Puluhan warga Desa Ambulu, Kecamatan Losari, Kabupaten Cirebon, mendatangi Kantor Bupati Cirebon, Senin (25/5/2026). Dengan membawa berbagai tuntutan, mereka mendesak pemerintah segera mengambil langkah konkret untuk menangani banjir rob yang selama bertahun-tahun merendam kawasan pesisir tersebut.
Aksi unjuk rasa berlangsung di halaman kantor pemerintahan dengan pengawalan aparat keamanan. Warga menyuarakan keresahan akibat rob yang dinilai semakin parah dan berdampak besar terhadap kehidupan masyarakat pesisir.
Dalam aksinya, warga menyampaikan enam tuntutan utama kepada pemerintah daerah.

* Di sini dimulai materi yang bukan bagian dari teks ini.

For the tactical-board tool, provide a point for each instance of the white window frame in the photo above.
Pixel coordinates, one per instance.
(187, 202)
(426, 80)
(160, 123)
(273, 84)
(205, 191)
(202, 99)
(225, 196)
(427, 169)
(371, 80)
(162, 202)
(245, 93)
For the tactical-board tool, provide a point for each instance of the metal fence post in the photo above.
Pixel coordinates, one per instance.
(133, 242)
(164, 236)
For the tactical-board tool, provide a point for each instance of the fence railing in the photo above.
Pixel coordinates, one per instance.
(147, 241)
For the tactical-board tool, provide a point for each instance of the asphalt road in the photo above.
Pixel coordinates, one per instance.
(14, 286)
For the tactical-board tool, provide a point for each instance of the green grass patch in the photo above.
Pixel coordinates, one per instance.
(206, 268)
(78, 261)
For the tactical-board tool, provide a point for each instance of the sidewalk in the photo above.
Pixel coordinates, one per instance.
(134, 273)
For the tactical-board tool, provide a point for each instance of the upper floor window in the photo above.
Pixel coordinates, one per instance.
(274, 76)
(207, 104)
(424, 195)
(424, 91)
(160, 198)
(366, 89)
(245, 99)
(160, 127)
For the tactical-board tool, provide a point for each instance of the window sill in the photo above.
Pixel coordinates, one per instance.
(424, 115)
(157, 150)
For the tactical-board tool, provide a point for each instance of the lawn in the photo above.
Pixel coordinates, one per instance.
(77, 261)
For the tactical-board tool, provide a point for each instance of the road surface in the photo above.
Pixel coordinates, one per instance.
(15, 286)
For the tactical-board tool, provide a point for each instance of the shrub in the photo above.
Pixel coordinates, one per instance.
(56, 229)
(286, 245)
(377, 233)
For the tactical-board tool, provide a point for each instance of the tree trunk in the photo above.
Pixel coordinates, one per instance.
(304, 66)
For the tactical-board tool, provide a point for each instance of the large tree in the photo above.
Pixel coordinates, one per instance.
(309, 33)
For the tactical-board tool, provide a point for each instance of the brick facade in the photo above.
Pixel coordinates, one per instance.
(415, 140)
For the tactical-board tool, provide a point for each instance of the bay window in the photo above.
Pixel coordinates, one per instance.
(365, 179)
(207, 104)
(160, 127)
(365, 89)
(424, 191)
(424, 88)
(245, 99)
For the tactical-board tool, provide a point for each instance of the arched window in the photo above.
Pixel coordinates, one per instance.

Mulai dari percepatan pembangunan tanggul laut atau giant sea wall, penetapan status tanggap darurat dan mitigasi bencana, normalisasi saluran irigasi pesisir, hingga kebijakan pembebasan atau alih fungsi lahan terdampak rob.
SCROLL TO CONTINUE WITH CONTENT
Selain itu, warga juga meminta rehabilitasi irigasi lingkungan permukiman dan pembebasan pajak bagi tambak yang sudah tidak produktif akibat terendam air laut.
Perwakilan warga, Sanuri, mengatakan kondisi rob yang terus terjadi membuat masyarakat kehilangan sumber mata pencaharian, terutama petani tambak dan nelayan.
Menurutnya, sebagian besar tambak milik warga kini rusak dan tidak lagi bisa dimanfaatkan untuk budidaya.
"Setiap hari masyarakat tidak punya penghasilan karena tambaknya hancur semua. Kalau tidak ada penanganan, masyarakat bisa semakin terpuruk," ujar Sanuri.
Ia menjelaskan, banjir rob di Desa Ambulu sebenarnya sudah terjadi hampir sembilan tahun terakhir. Namun kondisi pada tahun ini disebut menjadi yang paling parah karena genangan air semakin sering terjadi dan bertahan lebih lama.
"Kalau dulu rob hanya beberapa kali dalam sebulan, sekarang hampir 20 hari dalam sebulan," katanya.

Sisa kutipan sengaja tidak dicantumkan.